A Normal distribution has a single mode, is symmetric and, naturally, is neither heavy-tailed nor light-tailed as compared to a Normal distribution (we call this mesokurtic).

5.4.1 Multimodal vs. Unimodal distributions

A unimodal distribution, on some level, is straightforward. It is a distribution with a single mode, or “peak” in the distribution. Such a distribution may be skewed or symmetric, light-tailed or heavy-tailed. We usually describe as multimodal distributions like the two on the right below, which have multiple local maxima, even though they have just a single global maximum peak.

Unimodal and Multimodal Sketches

Figure 5.2: Unimodal and Multimodal Sketches

Truly multimodal distributions are usually described that way in terms of shape.
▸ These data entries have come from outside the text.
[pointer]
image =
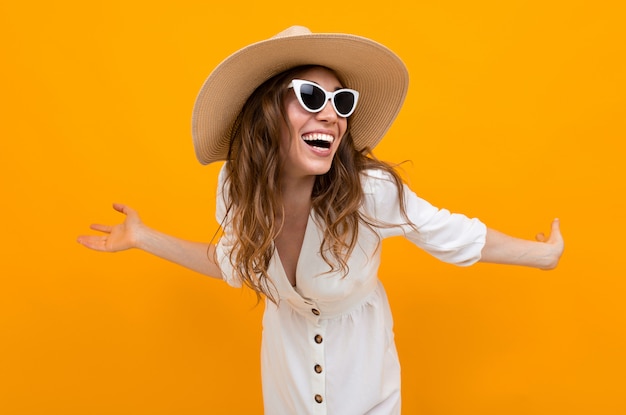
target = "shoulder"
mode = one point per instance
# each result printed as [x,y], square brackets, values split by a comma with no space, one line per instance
[375,181]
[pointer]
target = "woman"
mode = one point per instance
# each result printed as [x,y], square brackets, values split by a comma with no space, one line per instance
[304,206]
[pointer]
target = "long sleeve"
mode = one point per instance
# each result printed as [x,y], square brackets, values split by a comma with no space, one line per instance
[450,237]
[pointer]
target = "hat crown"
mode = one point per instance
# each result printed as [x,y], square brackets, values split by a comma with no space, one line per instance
[293,31]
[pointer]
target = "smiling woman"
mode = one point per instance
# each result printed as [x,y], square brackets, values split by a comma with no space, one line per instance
[304,206]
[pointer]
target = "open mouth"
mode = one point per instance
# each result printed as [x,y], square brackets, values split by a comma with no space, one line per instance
[318,140]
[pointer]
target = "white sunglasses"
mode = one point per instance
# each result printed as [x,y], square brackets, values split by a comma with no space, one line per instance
[313,97]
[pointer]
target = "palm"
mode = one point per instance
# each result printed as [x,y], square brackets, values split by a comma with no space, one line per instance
[115,237]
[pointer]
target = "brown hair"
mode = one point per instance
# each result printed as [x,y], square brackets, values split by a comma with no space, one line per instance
[253,193]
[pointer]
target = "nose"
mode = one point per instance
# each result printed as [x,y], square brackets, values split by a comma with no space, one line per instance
[327,113]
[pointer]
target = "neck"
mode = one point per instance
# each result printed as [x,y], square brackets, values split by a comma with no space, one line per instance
[296,193]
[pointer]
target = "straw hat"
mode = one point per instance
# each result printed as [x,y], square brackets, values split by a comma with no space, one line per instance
[369,67]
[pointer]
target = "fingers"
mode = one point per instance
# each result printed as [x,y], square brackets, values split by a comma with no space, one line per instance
[101,228]
[97,243]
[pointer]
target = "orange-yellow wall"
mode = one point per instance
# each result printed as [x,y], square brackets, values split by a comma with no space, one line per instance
[516,114]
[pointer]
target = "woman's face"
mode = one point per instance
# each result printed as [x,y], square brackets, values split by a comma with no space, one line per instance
[309,143]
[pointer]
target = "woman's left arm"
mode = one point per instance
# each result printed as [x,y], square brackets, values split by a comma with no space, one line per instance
[543,253]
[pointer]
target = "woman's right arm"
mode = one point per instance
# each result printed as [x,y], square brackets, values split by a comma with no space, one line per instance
[132,233]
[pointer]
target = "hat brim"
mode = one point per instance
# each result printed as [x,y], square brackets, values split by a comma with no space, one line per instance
[367,66]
For unimodal distributions, skewness and kurtosis become useful ideas.

5.4.2 Skew

Whether or not a distribution is approximately symmetric is an important consideration in describing its shape. Graphical assessments are always most useful in this setting, particularly for unimodal data. My favorite measure of skew, or skewness if the data have a single mode, is:

\[ skew_1 = \frac{\mbox{mean} - \mbox{median}}{\mbox{standard deviation}} \]

  • Symmetric distributions generally show values of \(skew_1\) near zero. If the distribution is actually symmetric, the mean should be equal to the median.
  • Distributions with \(skew_1\) values above 0.2 in absolute value generally indicate meaningful skew.
  • Positive skew (mean > median if the data are unimodal) is also referred to as right skew.
  • Negative skew (mean < median if the data are unimodal) is referred to as left skew.
Negative (Left) Skew and Positive (Right) Skew

Figure 5.3: Negative (Left) Skew and Positive (Right) Skew

5.4.3 Kurtosis

When we have a unimodal distribution that is symmetric, we will often be interested in the behavior of the tails of the distribution, as compared to a Normal distribution with the same mean and standard deviation. High values of kurtosis measures (and there are several) indicate data which has extreme outliers, or is heavy-tailed.

  • A mesokurtic distribution has similar tail behavior to what we would expect from a Normal distribution.
  • A leptokurtic distribution is a thinner distribution, with lighter tails (fewer observations far from the center) than we’d expect from a Normal distribution.
  • A platykurtic distribution is a flatter distribution, with heavier tails (more observations far from the center) than we’d expect from a Normal distribution.
The Impact of Kurtosis

Figure 5.4: The Impact of Kurtosis

Graphical tools are in most cases the best way to identify issues related to kurtosis.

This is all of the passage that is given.